I was stuck on the same issue. But I modified it my way to remove all the NA values. You can check my code and compare what might be the problem in your code.
#init
libs <- c("tm" , "plyr" , "class")
lapply(libs,require, character.only=TRUE)
#set options
options(stringsAsFactors = FALSE)
#set parameters
candidates <- c("user1" , "user2" ,"test")
pathname <- "C:/Users/prabhjot.rai/Documents/Project_r/textMining"
#clean text
cleanCorpus <- function(corpus)
{
corpus.tmp <- tm_map(corpus, removePunctuation)
corpus.tmp <- tm_map(corpus.tmp, stripWhitespace)

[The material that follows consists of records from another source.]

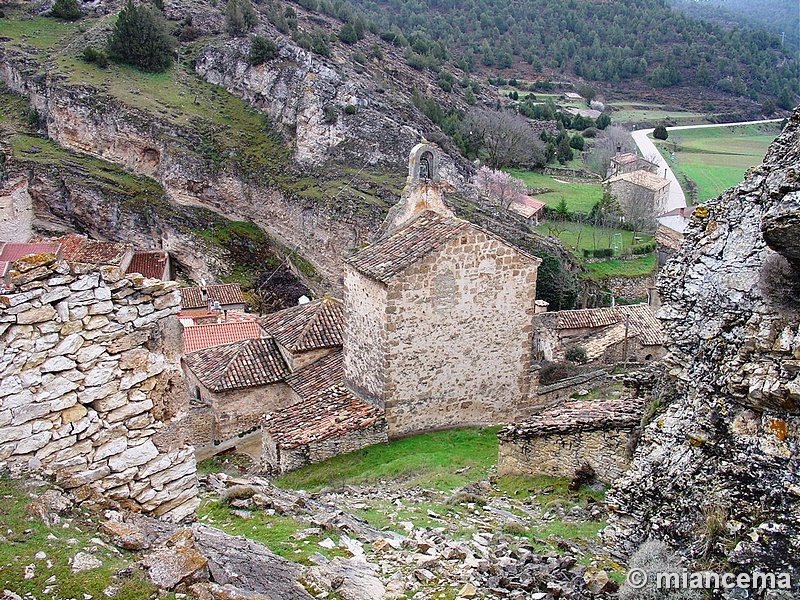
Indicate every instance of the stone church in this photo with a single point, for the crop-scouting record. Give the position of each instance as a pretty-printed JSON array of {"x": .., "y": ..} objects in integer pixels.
[{"x": 438, "y": 315}]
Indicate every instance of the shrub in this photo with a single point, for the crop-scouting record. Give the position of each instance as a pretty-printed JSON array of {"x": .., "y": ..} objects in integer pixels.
[
  {"x": 97, "y": 57},
  {"x": 261, "y": 50},
  {"x": 141, "y": 38},
  {"x": 66, "y": 10},
  {"x": 576, "y": 354},
  {"x": 240, "y": 17}
]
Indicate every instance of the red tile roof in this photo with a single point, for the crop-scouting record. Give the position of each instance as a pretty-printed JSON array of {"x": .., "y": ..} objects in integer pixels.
[
  {"x": 642, "y": 323},
  {"x": 312, "y": 379},
  {"x": 333, "y": 412},
  {"x": 225, "y": 294},
  {"x": 197, "y": 337},
  {"x": 249, "y": 363},
  {"x": 317, "y": 324},
  {"x": 386, "y": 258},
  {"x": 11, "y": 252},
  {"x": 149, "y": 264}
]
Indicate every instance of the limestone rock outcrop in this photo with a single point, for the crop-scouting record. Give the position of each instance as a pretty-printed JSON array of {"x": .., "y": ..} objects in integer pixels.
[
  {"x": 717, "y": 475},
  {"x": 90, "y": 384}
]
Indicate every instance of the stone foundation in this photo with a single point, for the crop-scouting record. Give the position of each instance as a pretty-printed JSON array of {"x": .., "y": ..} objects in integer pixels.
[{"x": 91, "y": 387}]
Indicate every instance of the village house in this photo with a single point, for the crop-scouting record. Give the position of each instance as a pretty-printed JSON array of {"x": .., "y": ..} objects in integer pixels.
[
  {"x": 640, "y": 193},
  {"x": 628, "y": 162},
  {"x": 438, "y": 316},
  {"x": 529, "y": 209},
  {"x": 625, "y": 333}
]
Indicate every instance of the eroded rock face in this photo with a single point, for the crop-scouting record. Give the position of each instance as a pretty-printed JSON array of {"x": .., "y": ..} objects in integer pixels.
[{"x": 718, "y": 474}]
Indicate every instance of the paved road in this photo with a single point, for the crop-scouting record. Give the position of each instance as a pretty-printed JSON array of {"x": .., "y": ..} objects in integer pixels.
[{"x": 649, "y": 151}]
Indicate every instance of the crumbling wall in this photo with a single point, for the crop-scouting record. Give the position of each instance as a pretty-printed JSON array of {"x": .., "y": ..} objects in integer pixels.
[{"x": 91, "y": 389}]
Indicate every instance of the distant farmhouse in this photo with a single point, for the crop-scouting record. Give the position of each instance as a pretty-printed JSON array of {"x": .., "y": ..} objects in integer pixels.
[{"x": 438, "y": 316}]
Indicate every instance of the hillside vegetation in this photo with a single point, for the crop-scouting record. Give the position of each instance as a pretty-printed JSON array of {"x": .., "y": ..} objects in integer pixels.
[{"x": 611, "y": 42}]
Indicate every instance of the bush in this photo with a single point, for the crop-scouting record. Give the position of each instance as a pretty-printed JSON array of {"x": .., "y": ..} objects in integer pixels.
[
  {"x": 240, "y": 17},
  {"x": 97, "y": 57},
  {"x": 261, "y": 50},
  {"x": 66, "y": 10},
  {"x": 576, "y": 354},
  {"x": 141, "y": 38}
]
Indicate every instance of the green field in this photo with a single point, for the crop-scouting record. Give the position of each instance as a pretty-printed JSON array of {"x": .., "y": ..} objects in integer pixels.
[
  {"x": 580, "y": 197},
  {"x": 716, "y": 158}
]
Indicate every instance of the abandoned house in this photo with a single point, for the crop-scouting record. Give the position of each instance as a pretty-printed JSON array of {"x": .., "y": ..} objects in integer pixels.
[
  {"x": 640, "y": 194},
  {"x": 625, "y": 333},
  {"x": 219, "y": 297},
  {"x": 438, "y": 316},
  {"x": 586, "y": 435},
  {"x": 628, "y": 162}
]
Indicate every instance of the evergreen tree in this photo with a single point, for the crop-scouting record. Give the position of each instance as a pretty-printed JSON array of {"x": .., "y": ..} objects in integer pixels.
[
  {"x": 240, "y": 17},
  {"x": 141, "y": 38},
  {"x": 66, "y": 10}
]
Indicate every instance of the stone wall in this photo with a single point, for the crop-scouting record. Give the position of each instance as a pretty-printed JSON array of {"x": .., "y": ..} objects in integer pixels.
[
  {"x": 562, "y": 454},
  {"x": 281, "y": 460},
  {"x": 91, "y": 385},
  {"x": 458, "y": 337},
  {"x": 364, "y": 335}
]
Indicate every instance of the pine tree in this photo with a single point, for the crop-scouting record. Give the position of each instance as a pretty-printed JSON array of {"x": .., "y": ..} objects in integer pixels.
[{"x": 141, "y": 38}]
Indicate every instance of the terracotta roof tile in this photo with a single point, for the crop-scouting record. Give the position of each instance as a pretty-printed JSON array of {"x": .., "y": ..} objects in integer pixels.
[
  {"x": 197, "y": 337},
  {"x": 149, "y": 264},
  {"x": 580, "y": 415},
  {"x": 249, "y": 363},
  {"x": 225, "y": 293},
  {"x": 318, "y": 376},
  {"x": 11, "y": 252},
  {"x": 332, "y": 412},
  {"x": 317, "y": 324},
  {"x": 388, "y": 257},
  {"x": 642, "y": 323}
]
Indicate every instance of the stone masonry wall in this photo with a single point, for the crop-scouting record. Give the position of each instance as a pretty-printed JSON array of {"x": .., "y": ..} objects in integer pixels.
[
  {"x": 561, "y": 454},
  {"x": 459, "y": 336},
  {"x": 90, "y": 383}
]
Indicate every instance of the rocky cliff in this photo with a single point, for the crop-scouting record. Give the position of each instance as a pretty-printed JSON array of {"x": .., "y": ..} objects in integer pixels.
[{"x": 718, "y": 474}]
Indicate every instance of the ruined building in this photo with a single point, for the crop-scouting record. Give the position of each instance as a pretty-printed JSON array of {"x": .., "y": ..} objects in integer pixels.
[{"x": 438, "y": 315}]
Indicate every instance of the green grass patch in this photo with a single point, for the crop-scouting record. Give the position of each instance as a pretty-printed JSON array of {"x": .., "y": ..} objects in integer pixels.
[
  {"x": 716, "y": 158},
  {"x": 637, "y": 267},
  {"x": 580, "y": 197},
  {"x": 279, "y": 533},
  {"x": 429, "y": 460},
  {"x": 27, "y": 536}
]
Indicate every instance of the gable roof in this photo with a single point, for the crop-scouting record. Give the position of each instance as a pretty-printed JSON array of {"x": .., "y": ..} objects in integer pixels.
[
  {"x": 224, "y": 293},
  {"x": 318, "y": 376},
  {"x": 641, "y": 321},
  {"x": 642, "y": 178},
  {"x": 148, "y": 264},
  {"x": 248, "y": 363},
  {"x": 334, "y": 411},
  {"x": 316, "y": 324},
  {"x": 197, "y": 337}
]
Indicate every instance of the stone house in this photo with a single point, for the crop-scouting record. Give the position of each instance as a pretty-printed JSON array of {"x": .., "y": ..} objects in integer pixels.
[
  {"x": 608, "y": 335},
  {"x": 570, "y": 437},
  {"x": 641, "y": 195},
  {"x": 438, "y": 316}
]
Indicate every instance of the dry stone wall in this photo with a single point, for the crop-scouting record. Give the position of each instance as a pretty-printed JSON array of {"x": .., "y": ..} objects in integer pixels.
[{"x": 89, "y": 385}]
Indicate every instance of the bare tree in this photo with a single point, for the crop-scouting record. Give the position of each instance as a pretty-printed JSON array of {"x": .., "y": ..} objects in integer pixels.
[
  {"x": 501, "y": 189},
  {"x": 507, "y": 138}
]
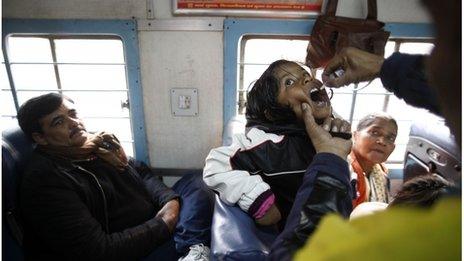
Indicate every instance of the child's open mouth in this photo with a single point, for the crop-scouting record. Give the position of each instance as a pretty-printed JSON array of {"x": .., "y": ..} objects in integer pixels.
[{"x": 319, "y": 97}]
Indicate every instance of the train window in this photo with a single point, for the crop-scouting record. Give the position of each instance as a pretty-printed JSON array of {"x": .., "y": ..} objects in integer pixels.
[
  {"x": 257, "y": 51},
  {"x": 94, "y": 69}
]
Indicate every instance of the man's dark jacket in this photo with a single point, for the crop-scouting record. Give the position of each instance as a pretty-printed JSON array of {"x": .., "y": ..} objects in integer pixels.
[{"x": 76, "y": 210}]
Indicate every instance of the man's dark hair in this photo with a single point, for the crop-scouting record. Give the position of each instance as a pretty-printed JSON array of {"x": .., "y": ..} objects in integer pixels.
[
  {"x": 367, "y": 120},
  {"x": 421, "y": 191},
  {"x": 36, "y": 108},
  {"x": 262, "y": 102}
]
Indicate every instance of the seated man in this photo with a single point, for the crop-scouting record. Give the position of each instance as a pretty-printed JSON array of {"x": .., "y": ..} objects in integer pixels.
[{"x": 82, "y": 198}]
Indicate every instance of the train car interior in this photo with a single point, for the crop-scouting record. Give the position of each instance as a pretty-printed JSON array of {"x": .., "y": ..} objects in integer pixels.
[{"x": 171, "y": 83}]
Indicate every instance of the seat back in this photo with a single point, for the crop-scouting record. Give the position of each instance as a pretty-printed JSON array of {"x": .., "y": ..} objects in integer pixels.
[
  {"x": 432, "y": 148},
  {"x": 235, "y": 236},
  {"x": 16, "y": 150}
]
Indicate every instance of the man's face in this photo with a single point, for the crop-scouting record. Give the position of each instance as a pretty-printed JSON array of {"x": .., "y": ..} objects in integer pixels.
[
  {"x": 296, "y": 86},
  {"x": 61, "y": 128},
  {"x": 376, "y": 142}
]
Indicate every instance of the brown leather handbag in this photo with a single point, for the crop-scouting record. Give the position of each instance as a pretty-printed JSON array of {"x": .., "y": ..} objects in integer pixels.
[{"x": 332, "y": 33}]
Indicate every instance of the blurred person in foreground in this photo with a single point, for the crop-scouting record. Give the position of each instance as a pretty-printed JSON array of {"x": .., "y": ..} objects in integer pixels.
[{"x": 433, "y": 83}]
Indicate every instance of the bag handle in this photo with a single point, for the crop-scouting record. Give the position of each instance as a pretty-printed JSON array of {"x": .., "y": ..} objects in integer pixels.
[{"x": 331, "y": 8}]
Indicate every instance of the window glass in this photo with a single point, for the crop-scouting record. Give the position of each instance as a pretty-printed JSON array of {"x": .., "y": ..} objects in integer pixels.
[
  {"x": 29, "y": 49},
  {"x": 251, "y": 73},
  {"x": 416, "y": 48},
  {"x": 6, "y": 100},
  {"x": 366, "y": 104},
  {"x": 23, "y": 96},
  {"x": 99, "y": 104},
  {"x": 98, "y": 77},
  {"x": 89, "y": 51},
  {"x": 34, "y": 76},
  {"x": 274, "y": 49}
]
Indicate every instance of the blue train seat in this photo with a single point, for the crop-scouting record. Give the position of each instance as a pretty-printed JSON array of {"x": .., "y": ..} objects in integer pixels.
[{"x": 16, "y": 150}]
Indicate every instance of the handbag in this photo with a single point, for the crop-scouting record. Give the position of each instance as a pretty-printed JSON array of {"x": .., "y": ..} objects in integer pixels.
[{"x": 332, "y": 33}]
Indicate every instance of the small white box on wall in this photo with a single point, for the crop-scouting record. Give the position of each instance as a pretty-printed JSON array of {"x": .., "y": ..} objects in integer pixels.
[{"x": 184, "y": 102}]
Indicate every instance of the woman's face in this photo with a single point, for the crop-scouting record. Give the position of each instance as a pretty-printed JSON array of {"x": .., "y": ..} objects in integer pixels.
[
  {"x": 376, "y": 142},
  {"x": 296, "y": 86}
]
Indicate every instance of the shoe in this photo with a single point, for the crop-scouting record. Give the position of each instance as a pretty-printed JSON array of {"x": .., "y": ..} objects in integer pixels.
[{"x": 198, "y": 252}]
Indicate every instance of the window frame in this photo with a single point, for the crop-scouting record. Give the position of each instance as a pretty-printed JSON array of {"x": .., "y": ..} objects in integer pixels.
[
  {"x": 236, "y": 29},
  {"x": 126, "y": 30}
]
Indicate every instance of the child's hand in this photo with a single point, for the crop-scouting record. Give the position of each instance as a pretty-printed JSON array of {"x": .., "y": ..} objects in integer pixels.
[
  {"x": 271, "y": 217},
  {"x": 320, "y": 136}
]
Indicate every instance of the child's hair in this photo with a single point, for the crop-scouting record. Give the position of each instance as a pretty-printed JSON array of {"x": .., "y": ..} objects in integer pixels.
[
  {"x": 421, "y": 191},
  {"x": 262, "y": 102},
  {"x": 367, "y": 120}
]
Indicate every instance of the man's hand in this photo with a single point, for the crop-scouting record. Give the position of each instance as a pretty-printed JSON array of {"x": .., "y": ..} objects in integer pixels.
[
  {"x": 358, "y": 66},
  {"x": 272, "y": 216},
  {"x": 320, "y": 136},
  {"x": 170, "y": 214}
]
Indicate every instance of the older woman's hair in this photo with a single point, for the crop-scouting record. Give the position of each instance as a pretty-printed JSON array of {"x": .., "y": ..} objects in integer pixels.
[
  {"x": 421, "y": 191},
  {"x": 262, "y": 102},
  {"x": 367, "y": 120}
]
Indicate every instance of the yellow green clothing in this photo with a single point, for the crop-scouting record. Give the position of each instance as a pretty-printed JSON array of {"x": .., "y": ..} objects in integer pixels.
[{"x": 395, "y": 234}]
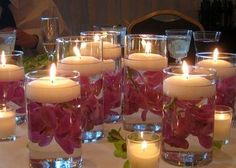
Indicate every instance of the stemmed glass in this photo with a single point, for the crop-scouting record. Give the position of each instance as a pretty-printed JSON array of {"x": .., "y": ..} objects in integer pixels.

corpus.tmp <- tm_map(corpus.tmp, content_transformer(tolower))
corpus.tmp <- tm_map(corpus.tmp, removeWords, stopwords("english"))
corpus.tmp <- tm_map(corpus.tmp, PlainTextDocument)
}
#build TDM
generateTDM <- function(cand,path)
{
s.dir <- sprintf("%s/%s", path, cand)
s.cor <- Corpus(DirSource(directory = s.dir))
s.cor.cl <- cleanCorpus(s.cor)
s.tdm <- TermDocumentMatrix(s.cor.cl)
s.tdm <- removeSparseTerms(s.tdm, 0.7)
result <- list(name = cand , tdm = s.tdm)
}
tdm <- lapply(candidates, generateTDM, path = pathname)
test <- t(data.matrix(tdm[[1]]$tdm))
rownames(test) <- c(1:nrow(test))
#attach name and convert to dataframe
makeMatrix <- function(thisTDM){
test <- t(data.matrix(thisTDM$tdm))
rownames(test) <- c(1:nrow(test))
test <- as.data.frame(test, stringsAsFactors = F , na.rm = T)
test$candidateName <- thisTDM$name
test <- as.data.frame(test, stringsAsFactors = F , na.rm = T)
}
candTDM <- lapply(tdm, makeMatrix)
# stack all the speeches together
tdm.stack <- do.call(rbind.fill, candTDM)
tdm.stack[is.na(tdm.stack)] <- as.numeric(0)
#testing and training sets
train <- tdm.stack[ tdm.stack$candidateName!= 'test' , ]
train <- train[, names(train) != 'candidateName']
test <- tdm.stack[ tdm.stack$candidateName == 'test' , ]
test <- test[, names(test) != 'candidateName']
classes <- tdm.stack [ tdm.stack$candidateName != 'test' , 'candidateName']
classes <- as.factor(classes)
myknn <- knn(train=train, test = test , cl = classes , k=1)
myknn
Keep a testing file in the test folder next to user1 and user2 folders to check the output of this algorithm. And keep the value of k as the square root of number of speeches, preferably an odd number. And ignore the redundancy of testing and training set assignment. It was not working in one line in my machine so did it in two lines.